# Antitruncated dodecahedron

Antitruncated dodecahedron
Rank3
TypeSemi-uniform
Elements
Faces20 triangles, 12 pentapods
Edges60+30
Vertices60
Measures (edge length 1)
Central density1
Related polytopes
ArmySrid
DualAntiapiculated icosahedron
Convex coreDodecahedron
Abstract & topological properties
OrientableYes
Properties
ConvexNo
NatureTame

The antitruncated dodecahedron or inflected truncated dodecahedron is a semi-uniform polyhedron. It consists of 20 triangles and 12 pentapods, and has 1 triangle and 2 pentapods at a vertex. It has an isosceles triangle as a vertex figure.
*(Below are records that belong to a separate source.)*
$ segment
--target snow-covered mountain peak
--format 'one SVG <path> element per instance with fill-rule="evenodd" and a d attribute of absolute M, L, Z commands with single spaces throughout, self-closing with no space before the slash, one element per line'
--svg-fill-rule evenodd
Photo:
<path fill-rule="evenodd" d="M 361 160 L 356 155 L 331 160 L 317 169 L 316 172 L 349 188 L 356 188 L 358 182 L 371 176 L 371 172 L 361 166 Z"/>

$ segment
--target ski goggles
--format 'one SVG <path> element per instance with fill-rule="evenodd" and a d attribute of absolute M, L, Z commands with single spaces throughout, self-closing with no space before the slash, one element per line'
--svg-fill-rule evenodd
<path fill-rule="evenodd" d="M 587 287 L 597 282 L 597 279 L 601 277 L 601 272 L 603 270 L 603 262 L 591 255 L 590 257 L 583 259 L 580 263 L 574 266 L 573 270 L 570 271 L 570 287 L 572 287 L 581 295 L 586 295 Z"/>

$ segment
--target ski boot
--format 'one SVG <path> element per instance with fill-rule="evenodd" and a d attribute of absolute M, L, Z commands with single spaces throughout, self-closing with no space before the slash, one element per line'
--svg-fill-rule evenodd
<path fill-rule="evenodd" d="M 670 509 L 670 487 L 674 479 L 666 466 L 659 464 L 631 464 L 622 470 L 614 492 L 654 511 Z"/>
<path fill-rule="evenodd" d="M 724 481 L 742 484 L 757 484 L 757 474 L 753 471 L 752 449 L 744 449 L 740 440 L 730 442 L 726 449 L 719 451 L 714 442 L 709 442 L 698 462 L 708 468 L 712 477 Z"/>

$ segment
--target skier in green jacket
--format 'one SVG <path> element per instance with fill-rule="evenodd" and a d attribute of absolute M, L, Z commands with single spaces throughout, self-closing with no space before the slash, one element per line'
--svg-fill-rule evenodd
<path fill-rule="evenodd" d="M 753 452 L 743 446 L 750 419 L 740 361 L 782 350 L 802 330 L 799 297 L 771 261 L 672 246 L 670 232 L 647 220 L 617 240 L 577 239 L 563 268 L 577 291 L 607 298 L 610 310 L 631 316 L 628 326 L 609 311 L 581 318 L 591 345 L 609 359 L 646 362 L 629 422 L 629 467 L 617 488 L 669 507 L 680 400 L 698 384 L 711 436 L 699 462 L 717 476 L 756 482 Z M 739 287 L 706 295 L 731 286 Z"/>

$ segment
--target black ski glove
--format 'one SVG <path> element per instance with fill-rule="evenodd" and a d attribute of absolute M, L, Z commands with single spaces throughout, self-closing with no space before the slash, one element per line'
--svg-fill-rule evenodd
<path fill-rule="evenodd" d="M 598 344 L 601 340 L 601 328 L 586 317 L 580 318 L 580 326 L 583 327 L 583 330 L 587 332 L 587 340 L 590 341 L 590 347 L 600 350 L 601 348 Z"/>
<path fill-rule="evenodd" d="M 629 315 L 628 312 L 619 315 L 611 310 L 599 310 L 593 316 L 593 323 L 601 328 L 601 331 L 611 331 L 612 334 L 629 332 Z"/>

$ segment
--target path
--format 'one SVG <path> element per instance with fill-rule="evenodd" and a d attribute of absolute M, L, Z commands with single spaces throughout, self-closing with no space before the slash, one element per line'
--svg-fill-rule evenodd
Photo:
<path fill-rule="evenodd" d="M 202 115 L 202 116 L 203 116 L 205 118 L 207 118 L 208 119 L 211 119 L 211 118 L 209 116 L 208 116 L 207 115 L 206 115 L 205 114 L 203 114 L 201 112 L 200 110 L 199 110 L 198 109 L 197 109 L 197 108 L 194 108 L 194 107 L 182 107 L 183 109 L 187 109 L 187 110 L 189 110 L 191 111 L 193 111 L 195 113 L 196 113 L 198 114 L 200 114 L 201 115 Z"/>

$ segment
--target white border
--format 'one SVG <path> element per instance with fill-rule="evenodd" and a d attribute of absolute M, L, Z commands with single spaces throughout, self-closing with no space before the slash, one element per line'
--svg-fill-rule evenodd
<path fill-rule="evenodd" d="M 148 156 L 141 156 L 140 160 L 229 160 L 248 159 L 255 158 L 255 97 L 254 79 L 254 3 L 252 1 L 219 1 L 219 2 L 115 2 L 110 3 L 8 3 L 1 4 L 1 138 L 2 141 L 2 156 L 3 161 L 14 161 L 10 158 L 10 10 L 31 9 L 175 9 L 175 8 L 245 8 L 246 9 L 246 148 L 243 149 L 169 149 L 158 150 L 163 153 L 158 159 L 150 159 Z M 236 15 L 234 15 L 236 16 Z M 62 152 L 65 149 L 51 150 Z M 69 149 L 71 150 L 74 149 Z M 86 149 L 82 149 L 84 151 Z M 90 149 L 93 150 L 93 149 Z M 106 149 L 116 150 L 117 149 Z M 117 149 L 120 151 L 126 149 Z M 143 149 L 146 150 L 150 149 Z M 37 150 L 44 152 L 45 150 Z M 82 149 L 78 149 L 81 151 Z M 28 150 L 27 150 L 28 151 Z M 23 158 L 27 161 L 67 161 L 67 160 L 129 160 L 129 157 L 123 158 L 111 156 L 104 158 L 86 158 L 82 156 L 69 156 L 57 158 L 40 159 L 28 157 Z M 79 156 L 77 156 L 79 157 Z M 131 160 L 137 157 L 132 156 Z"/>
It is the antitruncation of the dodecahedron and also a faceting of the small rhombicosidodecahedron.

## Vertex coordinates

The antitruncated dodecahedron shares its vertices with the small rhombicosidodecahedron, being all permutations of

• ${\displaystyle \left(\pm {\frac {2+{\sqrt {5}}}{2}},\,\pm {\frac {1}{2}},\,\pm {\frac {1}{2}}\right),}$

along with all even permutations of

• ${\displaystyle \left(\pm {\frac {2+{\sqrt {5}}}{2}},\,\pm {\frac {1}{2}},\,\pm {\frac {1}{2}}\right),}$
• ${\displaystyle \left(\pm {\frac {1+{\sqrt {5}}}{4}},\,\pm {\frac {1+{\sqrt {5}}}{2}},\,\pm {\frac {3+{\sqrt {5}}}{4}}\right).}$

## Variations

The antitruncated dodecahedron is part of a teepee where you continue to antitruncate the dodecahedron without the vertices crossing.